QueryTracker is my go-to tool for researching agents. You can use the tool for free or pay a small premium for advanced features. It has absolutely invaluable information on things like:

  1. If an agent is open to queries
  2. What genres they represent
  3. What their preferred method of contact is
  4. What their response rate is
  5. Their social media
  6. Feedback from authors who submitted to them on their querying process

A lot of queries you send out will go unanswered or will be answered a really long time from when you sent it out. This is another great feature of QueryTracker because it lets you keep track of outstanding queries you are waiting on. 

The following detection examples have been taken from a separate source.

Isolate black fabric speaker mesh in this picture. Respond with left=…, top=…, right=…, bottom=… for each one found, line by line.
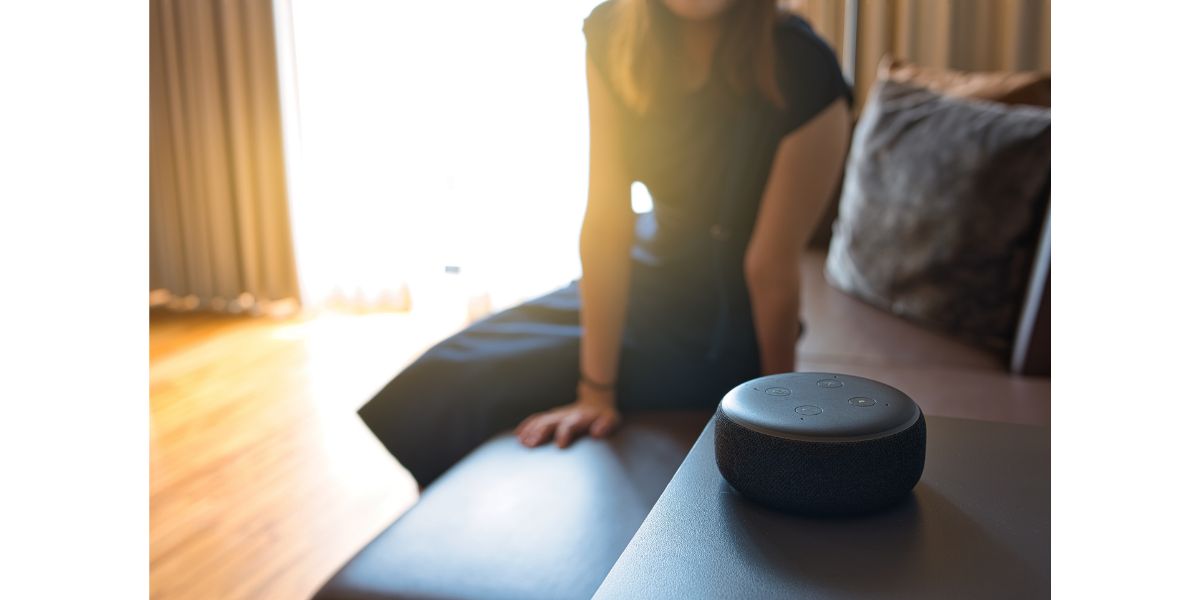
left=715, top=409, right=925, bottom=515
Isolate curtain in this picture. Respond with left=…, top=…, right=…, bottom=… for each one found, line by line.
left=784, top=0, right=1050, bottom=108
left=150, top=0, right=299, bottom=312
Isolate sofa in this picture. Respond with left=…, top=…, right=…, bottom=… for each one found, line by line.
left=316, top=52, right=1050, bottom=600
left=316, top=248, right=1050, bottom=600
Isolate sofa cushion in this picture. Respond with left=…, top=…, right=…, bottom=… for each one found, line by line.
left=316, top=412, right=712, bottom=600
left=876, top=56, right=1050, bottom=108
left=827, top=79, right=1050, bottom=352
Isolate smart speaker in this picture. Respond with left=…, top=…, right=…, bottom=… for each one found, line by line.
left=715, top=373, right=925, bottom=515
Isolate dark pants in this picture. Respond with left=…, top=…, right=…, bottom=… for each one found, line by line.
left=359, top=283, right=758, bottom=486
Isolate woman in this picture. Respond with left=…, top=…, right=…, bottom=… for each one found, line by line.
left=360, top=0, right=850, bottom=486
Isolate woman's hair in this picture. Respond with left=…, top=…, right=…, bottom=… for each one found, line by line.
left=608, top=0, right=784, bottom=114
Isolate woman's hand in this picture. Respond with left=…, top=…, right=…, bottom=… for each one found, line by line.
left=516, top=385, right=620, bottom=448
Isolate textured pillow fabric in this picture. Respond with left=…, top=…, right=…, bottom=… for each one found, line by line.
left=826, top=79, right=1050, bottom=350
left=876, top=56, right=1050, bottom=108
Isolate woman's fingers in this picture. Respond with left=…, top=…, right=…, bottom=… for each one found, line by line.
left=554, top=410, right=589, bottom=448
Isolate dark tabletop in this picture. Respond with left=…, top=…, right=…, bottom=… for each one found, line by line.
left=595, top=416, right=1050, bottom=599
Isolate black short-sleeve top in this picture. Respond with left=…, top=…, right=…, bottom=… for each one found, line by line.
left=583, top=0, right=851, bottom=360
left=583, top=0, right=851, bottom=249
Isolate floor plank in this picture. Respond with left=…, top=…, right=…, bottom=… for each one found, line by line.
left=150, top=311, right=462, bottom=600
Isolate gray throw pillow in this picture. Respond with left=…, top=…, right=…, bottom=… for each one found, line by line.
left=826, top=79, right=1050, bottom=352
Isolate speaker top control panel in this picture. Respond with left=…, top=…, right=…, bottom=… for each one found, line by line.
left=721, top=373, right=920, bottom=442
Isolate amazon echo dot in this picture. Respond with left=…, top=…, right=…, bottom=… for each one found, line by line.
left=715, top=373, right=925, bottom=515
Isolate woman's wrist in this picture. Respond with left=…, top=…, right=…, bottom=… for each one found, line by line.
left=575, top=378, right=617, bottom=407
left=580, top=371, right=617, bottom=392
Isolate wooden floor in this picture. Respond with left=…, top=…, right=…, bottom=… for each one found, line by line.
left=150, top=311, right=461, bottom=600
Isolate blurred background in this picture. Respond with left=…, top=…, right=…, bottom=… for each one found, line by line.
left=149, top=0, right=1050, bottom=598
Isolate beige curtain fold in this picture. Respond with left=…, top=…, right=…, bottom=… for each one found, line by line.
left=784, top=0, right=1050, bottom=108
left=150, top=0, right=299, bottom=310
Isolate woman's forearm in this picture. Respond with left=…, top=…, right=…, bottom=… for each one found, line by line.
left=748, top=269, right=800, bottom=374
left=580, top=216, right=634, bottom=384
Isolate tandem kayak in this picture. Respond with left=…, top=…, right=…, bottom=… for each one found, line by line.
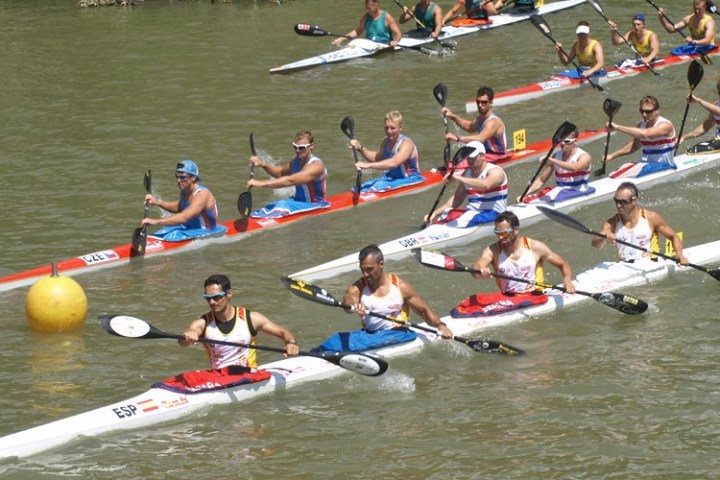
left=465, top=49, right=720, bottom=113
left=0, top=129, right=605, bottom=291
left=290, top=152, right=720, bottom=281
left=270, top=0, right=586, bottom=73
left=0, top=241, right=720, bottom=459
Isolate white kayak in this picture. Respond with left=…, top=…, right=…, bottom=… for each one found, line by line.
left=289, top=148, right=720, bottom=281
left=270, top=0, right=586, bottom=73
left=0, top=241, right=720, bottom=458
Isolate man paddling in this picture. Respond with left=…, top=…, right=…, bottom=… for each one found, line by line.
left=610, top=13, right=660, bottom=67
left=440, top=86, right=507, bottom=162
left=555, top=21, right=605, bottom=78
left=349, top=110, right=425, bottom=192
left=517, top=130, right=595, bottom=203
left=425, top=141, right=508, bottom=227
left=678, top=80, right=720, bottom=153
left=178, top=275, right=300, bottom=370
left=658, top=0, right=715, bottom=55
left=140, top=160, right=227, bottom=242
left=592, top=182, right=688, bottom=265
left=332, top=0, right=402, bottom=47
left=247, top=130, right=330, bottom=218
left=313, top=245, right=453, bottom=352
left=604, top=95, right=677, bottom=178
left=451, top=211, right=575, bottom=317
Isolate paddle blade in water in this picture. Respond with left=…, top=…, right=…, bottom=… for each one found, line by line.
left=592, top=292, right=648, bottom=315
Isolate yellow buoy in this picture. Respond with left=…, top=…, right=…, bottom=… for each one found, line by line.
left=25, top=263, right=87, bottom=332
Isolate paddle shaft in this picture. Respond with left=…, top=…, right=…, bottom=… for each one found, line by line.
left=588, top=0, right=660, bottom=75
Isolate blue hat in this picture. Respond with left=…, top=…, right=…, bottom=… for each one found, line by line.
left=175, top=160, right=200, bottom=182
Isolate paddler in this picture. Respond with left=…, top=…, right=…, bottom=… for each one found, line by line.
left=592, top=182, right=688, bottom=265
left=658, top=0, right=715, bottom=55
left=332, top=0, right=402, bottom=47
left=178, top=275, right=300, bottom=371
left=313, top=245, right=453, bottom=352
left=679, top=80, right=720, bottom=153
left=440, top=86, right=507, bottom=162
left=247, top=130, right=330, bottom=218
left=555, top=20, right=606, bottom=78
left=140, top=160, right=226, bottom=242
left=425, top=141, right=508, bottom=228
left=452, top=211, right=575, bottom=317
left=605, top=95, right=677, bottom=178
left=610, top=13, right=660, bottom=67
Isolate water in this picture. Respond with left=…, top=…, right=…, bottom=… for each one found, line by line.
left=0, top=0, right=720, bottom=479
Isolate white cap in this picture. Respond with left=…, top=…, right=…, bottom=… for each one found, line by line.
left=465, top=140, right=486, bottom=158
left=575, top=25, right=590, bottom=35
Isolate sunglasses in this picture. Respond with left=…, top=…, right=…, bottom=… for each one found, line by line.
left=493, top=228, right=515, bottom=238
left=203, top=291, right=227, bottom=302
left=613, top=197, right=635, bottom=207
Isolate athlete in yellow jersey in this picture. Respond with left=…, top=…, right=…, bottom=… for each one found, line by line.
left=658, top=0, right=715, bottom=45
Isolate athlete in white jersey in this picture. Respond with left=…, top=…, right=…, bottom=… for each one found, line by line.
left=183, top=275, right=300, bottom=369
left=592, top=182, right=688, bottom=265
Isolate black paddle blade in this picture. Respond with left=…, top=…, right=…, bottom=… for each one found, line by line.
left=537, top=206, right=592, bottom=236
left=294, top=23, right=329, bottom=37
left=688, top=60, right=705, bottom=93
left=238, top=190, right=252, bottom=219
left=591, top=292, right=648, bottom=315
left=433, top=83, right=447, bottom=107
left=280, top=277, right=340, bottom=307
left=462, top=338, right=525, bottom=355
left=340, top=115, right=355, bottom=140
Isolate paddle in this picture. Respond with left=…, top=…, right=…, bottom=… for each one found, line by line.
left=340, top=115, right=362, bottom=200
left=413, top=248, right=648, bottom=315
left=588, top=0, right=660, bottom=75
left=595, top=98, right=622, bottom=177
left=294, top=23, right=440, bottom=56
left=519, top=121, right=577, bottom=203
left=280, top=277, right=525, bottom=355
left=645, top=0, right=712, bottom=63
left=530, top=13, right=605, bottom=92
left=673, top=60, right=705, bottom=155
left=538, top=207, right=720, bottom=280
left=130, top=170, right=152, bottom=257
left=393, top=0, right=455, bottom=49
left=98, top=315, right=388, bottom=377
left=420, top=146, right=475, bottom=229
left=433, top=83, right=450, bottom=167
left=238, top=132, right=257, bottom=219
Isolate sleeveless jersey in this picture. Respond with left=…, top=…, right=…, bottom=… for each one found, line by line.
left=628, top=30, right=653, bottom=57
left=290, top=155, right=327, bottom=203
left=640, top=117, right=677, bottom=167
left=415, top=2, right=437, bottom=33
left=475, top=113, right=507, bottom=155
left=575, top=40, right=597, bottom=67
left=180, top=185, right=218, bottom=229
left=382, top=135, right=420, bottom=178
left=688, top=13, right=715, bottom=45
left=463, top=163, right=508, bottom=213
left=615, top=208, right=658, bottom=261
left=203, top=307, right=257, bottom=369
left=360, top=274, right=409, bottom=332
left=364, top=12, right=392, bottom=43
left=493, top=237, right=543, bottom=293
left=553, top=148, right=590, bottom=191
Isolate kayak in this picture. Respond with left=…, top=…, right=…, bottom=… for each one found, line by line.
left=270, top=0, right=586, bottom=73
left=289, top=152, right=720, bottom=281
left=0, top=241, right=720, bottom=459
left=465, top=49, right=720, bottom=113
left=0, top=129, right=605, bottom=291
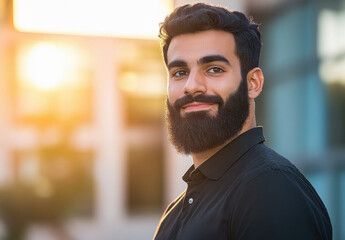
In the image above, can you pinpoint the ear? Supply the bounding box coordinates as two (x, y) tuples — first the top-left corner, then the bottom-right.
(247, 67), (264, 99)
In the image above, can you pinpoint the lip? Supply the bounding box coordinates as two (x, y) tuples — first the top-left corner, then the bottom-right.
(182, 102), (214, 111)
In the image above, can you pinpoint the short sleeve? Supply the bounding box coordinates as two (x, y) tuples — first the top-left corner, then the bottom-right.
(229, 170), (332, 240)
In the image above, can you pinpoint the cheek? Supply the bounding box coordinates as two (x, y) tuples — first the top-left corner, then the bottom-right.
(168, 82), (184, 104)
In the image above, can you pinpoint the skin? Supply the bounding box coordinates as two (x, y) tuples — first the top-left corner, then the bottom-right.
(167, 30), (264, 168)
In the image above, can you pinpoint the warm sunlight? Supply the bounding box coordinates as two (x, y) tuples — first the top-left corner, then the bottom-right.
(18, 42), (87, 91)
(13, 0), (173, 39)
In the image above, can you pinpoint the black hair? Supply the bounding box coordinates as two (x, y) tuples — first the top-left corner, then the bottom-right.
(159, 3), (262, 79)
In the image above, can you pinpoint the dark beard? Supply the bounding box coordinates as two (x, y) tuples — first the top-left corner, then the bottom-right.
(166, 80), (249, 154)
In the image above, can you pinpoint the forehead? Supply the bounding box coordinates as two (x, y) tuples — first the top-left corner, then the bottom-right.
(167, 30), (239, 63)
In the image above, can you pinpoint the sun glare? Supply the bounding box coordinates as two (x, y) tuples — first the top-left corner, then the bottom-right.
(18, 42), (82, 91)
(13, 0), (173, 39)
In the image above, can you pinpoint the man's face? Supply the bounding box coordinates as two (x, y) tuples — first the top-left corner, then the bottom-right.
(167, 30), (249, 153)
(167, 30), (242, 116)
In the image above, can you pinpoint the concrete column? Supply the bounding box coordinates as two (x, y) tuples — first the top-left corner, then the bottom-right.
(0, 26), (14, 184)
(94, 38), (125, 228)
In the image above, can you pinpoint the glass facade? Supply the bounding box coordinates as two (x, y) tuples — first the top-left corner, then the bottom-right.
(251, 0), (345, 240)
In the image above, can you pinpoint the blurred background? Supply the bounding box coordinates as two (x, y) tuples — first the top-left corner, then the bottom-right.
(0, 0), (345, 240)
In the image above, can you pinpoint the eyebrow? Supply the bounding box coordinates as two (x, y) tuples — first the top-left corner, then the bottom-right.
(167, 60), (188, 70)
(167, 55), (231, 70)
(198, 55), (231, 66)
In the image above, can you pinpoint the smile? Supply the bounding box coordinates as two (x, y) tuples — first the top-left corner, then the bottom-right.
(182, 102), (215, 112)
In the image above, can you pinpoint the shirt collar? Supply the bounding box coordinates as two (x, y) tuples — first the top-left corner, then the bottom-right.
(183, 127), (265, 182)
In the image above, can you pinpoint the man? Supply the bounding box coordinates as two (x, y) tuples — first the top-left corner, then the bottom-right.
(154, 4), (332, 240)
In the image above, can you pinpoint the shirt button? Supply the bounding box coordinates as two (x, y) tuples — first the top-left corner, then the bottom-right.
(188, 198), (194, 204)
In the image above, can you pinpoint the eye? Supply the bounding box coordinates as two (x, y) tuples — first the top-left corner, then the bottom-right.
(208, 67), (224, 73)
(173, 70), (188, 77)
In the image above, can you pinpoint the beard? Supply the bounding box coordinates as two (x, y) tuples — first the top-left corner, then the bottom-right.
(166, 80), (249, 154)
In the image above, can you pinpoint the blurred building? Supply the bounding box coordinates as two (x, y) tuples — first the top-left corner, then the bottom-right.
(0, 0), (345, 240)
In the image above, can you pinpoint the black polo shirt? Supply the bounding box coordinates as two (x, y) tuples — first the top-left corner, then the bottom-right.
(154, 127), (332, 240)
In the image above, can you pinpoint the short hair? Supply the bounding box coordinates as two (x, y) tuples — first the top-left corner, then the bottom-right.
(158, 3), (262, 78)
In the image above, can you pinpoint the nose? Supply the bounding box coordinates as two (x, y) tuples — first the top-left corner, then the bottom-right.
(184, 71), (207, 96)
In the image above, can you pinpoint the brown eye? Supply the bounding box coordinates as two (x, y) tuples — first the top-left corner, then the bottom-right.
(208, 67), (224, 73)
(173, 70), (188, 77)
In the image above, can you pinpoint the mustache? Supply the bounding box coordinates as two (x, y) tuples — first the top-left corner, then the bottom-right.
(173, 94), (224, 110)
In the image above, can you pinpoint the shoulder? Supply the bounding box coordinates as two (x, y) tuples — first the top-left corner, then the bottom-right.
(162, 191), (186, 218)
(230, 145), (331, 239)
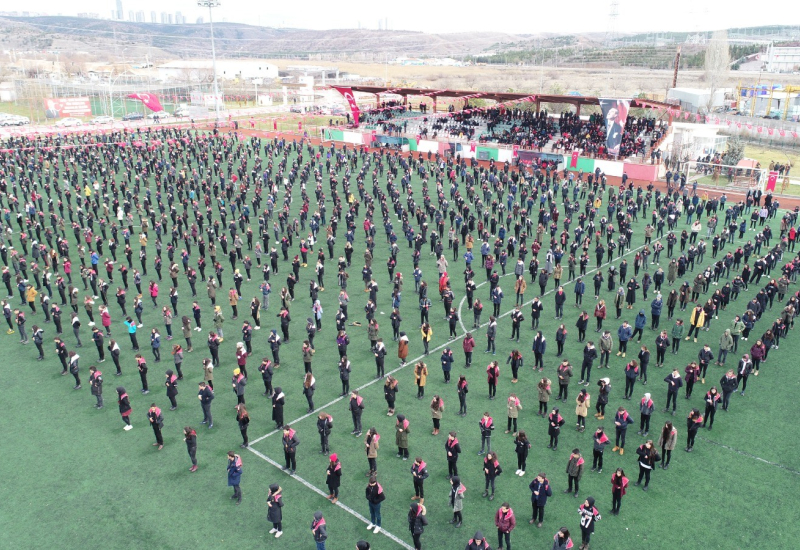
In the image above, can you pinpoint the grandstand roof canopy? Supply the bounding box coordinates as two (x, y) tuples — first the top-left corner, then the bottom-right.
(351, 86), (674, 109)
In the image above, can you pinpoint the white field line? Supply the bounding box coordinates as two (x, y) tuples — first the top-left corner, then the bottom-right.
(250, 245), (644, 452)
(247, 446), (414, 550)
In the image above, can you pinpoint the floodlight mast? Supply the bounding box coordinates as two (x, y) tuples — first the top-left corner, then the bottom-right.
(197, 0), (222, 122)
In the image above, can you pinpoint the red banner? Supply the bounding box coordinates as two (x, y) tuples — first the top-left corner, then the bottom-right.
(767, 170), (778, 191)
(333, 86), (361, 128)
(127, 94), (164, 112)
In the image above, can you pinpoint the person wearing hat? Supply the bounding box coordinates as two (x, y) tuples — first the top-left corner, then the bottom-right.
(564, 448), (584, 498)
(236, 403), (250, 449)
(283, 425), (300, 475)
(117, 386), (133, 431)
(197, 382), (214, 428)
(411, 457), (428, 504)
(267, 483), (283, 539)
(228, 451), (242, 506)
(394, 414), (411, 460)
(164, 370), (178, 411)
(311, 512), (326, 550)
(231, 368), (247, 405)
(325, 453), (342, 504)
(578, 497), (602, 550)
(464, 531), (491, 550)
(183, 426), (197, 472)
(528, 472), (553, 527)
(450, 475), (467, 527)
(636, 393), (655, 437)
(494, 502), (517, 550)
(147, 403), (164, 451)
(408, 502), (428, 550)
(366, 475), (386, 534)
(272, 386), (286, 430)
(553, 527), (572, 550)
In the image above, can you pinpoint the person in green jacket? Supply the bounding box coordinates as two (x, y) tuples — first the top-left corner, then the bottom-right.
(672, 319), (685, 355)
(214, 306), (225, 342)
(731, 315), (744, 353)
(714, 329), (733, 367)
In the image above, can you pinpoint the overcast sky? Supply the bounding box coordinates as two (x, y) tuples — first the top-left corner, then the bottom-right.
(12, 0), (800, 33)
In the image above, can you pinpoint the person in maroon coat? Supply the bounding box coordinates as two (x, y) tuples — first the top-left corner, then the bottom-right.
(611, 468), (628, 516)
(494, 502), (517, 550)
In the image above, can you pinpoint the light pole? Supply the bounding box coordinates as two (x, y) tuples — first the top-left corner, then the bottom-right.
(197, 0), (222, 121)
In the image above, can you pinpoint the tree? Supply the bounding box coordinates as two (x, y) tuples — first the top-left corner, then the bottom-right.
(722, 136), (744, 166)
(704, 30), (731, 113)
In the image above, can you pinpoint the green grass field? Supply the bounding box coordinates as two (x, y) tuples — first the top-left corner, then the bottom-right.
(0, 142), (800, 550)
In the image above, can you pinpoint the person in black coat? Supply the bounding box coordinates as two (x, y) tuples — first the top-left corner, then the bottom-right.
(282, 426), (300, 475)
(164, 370), (178, 411)
(89, 365), (103, 409)
(267, 483), (283, 539)
(236, 403), (250, 449)
(411, 457), (428, 504)
(272, 386), (286, 430)
(444, 432), (461, 479)
(197, 382), (214, 428)
(117, 386), (133, 431)
(325, 453), (342, 504)
(147, 403), (164, 451)
(349, 391), (364, 437)
(258, 357), (275, 397)
(408, 502), (428, 550)
(528, 472), (553, 527)
(317, 412), (333, 455)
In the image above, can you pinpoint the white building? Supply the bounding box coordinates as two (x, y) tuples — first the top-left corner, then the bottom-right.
(667, 88), (731, 113)
(762, 45), (800, 73)
(158, 59), (278, 82)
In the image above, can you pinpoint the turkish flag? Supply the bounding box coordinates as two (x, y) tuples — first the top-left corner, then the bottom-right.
(127, 94), (164, 113)
(767, 170), (778, 191)
(333, 86), (360, 128)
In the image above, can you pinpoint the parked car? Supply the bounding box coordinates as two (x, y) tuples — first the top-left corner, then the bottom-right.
(91, 115), (114, 124)
(56, 116), (83, 128)
(0, 115), (31, 126)
(147, 111), (172, 120)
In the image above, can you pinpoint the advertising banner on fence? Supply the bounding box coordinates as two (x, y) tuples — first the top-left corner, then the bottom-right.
(333, 86), (360, 128)
(600, 97), (631, 155)
(44, 97), (92, 118)
(127, 94), (164, 113)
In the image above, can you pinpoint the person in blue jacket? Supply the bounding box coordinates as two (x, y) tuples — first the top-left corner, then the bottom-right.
(228, 451), (242, 506)
(528, 472), (553, 527)
(617, 321), (633, 357)
(650, 293), (664, 330)
(575, 277), (586, 307)
(631, 309), (647, 342)
(441, 348), (454, 384)
(611, 407), (633, 455)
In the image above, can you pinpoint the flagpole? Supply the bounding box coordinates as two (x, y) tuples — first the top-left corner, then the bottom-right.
(197, 0), (222, 122)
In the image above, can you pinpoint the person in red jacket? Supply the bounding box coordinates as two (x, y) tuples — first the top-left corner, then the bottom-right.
(611, 468), (628, 516)
(462, 332), (475, 369)
(494, 502), (517, 550)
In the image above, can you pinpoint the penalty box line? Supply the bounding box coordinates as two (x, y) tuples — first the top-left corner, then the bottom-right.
(250, 245), (645, 445)
(247, 447), (414, 550)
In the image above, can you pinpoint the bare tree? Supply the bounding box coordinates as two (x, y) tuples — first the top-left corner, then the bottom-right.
(704, 30), (731, 113)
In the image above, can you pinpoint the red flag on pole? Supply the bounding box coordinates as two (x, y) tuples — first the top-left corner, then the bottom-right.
(333, 86), (360, 128)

If you have an agent you particularly want to work with and you receive an offer of representation before they’ve gotten back to you – you can ping them to let you know you’ve gotten an offer. But other than that, you shouldn’t message the same agent over and over again. Which is another reason QueryTracker is helpful – in preventing you from accidentally querying the same manuscript to the same agent twice. 

publisher's marketplace

The publishing industry works on a long timeline. Even if a manuscript is fully edited and ready to go, it can take many months to a year before it will actually go to market.

Publisher’s Marketplace is a great tool for understanding what kind of books are getting agents and publishing deals RIGHT NOW… for books that will be published next year and beyond. You can go to Barnes and Noble to see top sellers – and that’s important too for finding comps for your query letter – but Publisher’s Marketplace gives you industry insight what books the industry will be pushing in the future.

When you read listings, note that there is industry jargon that isn’t apparent to the average reader unless you know what to look for. For example, the following terms below refer to how much an agent was able to secure as an advance for their author during the publishing deal negotiating process: 

  • “nice deal” $1 – $49,000
  • “very nice deal” $50,000 – $99,000
  • “good deal” $100,000 – $250,000
  • “significant deal” $251,000 – $499,000
  • “major deal” $500,000 and up

You as a new author looking for an agent should use the site to search for recent bestsellers, using PM as a tool to learn who the agent is that represented the book, what kind of deal the author got, and who the publisher is.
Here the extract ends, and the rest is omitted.